(Madrid/Rom) Der spanische Kirchenhistoriker und bekannte katholische Blogger Francisco de la Cigoña veröffentlichte seine Lesart der neuen Kardinalserhebungen durch Papst Franziskus nach dem Motto: Seien wir froh, es hätte alles schlimmer kommen können.
Sehr franziszeisch und daher sehr überraschend hat er 20 neue Kardinäle kreiert, fünfzehn Wähler und fünf über 80jährige.

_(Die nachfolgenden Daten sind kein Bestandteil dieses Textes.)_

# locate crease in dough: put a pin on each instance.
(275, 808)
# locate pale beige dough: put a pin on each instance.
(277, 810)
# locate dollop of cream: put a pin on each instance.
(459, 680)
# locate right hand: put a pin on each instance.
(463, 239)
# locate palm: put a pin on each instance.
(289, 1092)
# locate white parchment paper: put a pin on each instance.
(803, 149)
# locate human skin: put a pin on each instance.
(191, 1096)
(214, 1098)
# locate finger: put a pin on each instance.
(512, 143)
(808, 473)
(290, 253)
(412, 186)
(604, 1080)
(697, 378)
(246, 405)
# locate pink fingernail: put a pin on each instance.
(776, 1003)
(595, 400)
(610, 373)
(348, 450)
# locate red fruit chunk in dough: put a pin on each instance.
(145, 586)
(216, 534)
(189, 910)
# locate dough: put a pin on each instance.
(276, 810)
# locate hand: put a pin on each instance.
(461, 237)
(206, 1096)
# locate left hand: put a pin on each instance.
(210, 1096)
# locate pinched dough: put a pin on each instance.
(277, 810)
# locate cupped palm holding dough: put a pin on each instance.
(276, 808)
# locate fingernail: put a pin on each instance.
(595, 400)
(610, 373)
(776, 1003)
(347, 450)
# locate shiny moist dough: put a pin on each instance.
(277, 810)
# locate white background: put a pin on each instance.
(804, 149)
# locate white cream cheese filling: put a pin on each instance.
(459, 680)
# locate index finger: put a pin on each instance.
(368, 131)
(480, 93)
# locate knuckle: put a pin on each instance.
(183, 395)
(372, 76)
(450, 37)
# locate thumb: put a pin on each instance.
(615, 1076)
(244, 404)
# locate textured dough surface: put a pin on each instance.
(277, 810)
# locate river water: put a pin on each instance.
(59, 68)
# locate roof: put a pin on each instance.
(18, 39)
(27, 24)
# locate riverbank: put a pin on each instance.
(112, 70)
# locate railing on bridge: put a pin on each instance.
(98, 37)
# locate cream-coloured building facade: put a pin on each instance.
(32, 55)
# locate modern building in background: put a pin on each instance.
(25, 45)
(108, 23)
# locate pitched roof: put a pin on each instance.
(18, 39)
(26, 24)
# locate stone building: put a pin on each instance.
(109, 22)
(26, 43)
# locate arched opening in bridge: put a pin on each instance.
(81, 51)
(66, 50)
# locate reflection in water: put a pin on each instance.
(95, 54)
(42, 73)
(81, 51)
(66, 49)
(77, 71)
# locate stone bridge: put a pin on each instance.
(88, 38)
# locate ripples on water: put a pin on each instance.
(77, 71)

Man denkt, daß allein die Wähler wichtig sind, dem ist aber nicht so. Die Ernennung von Kardinälen, die das 80. Lebensjahr vollendet haben, hat auch ihre Bedeutung. Sie reflektiert in erster Linie, wen die Kirche anerkennt und gibt Aufschluß über die Gewichtungen oder die Launen eines Papstes. Ein Kardinal kommt rangmäßig vor jedem Bischof oder emeritierten Bischof egal welcher Diözese. Würde man vom emeritierten Bischof von Xai Xai sprechen, wüßten die allermeisten nicht einmal, wo das liegt. Aber ein Kardinal Langa, der hat Gewicht.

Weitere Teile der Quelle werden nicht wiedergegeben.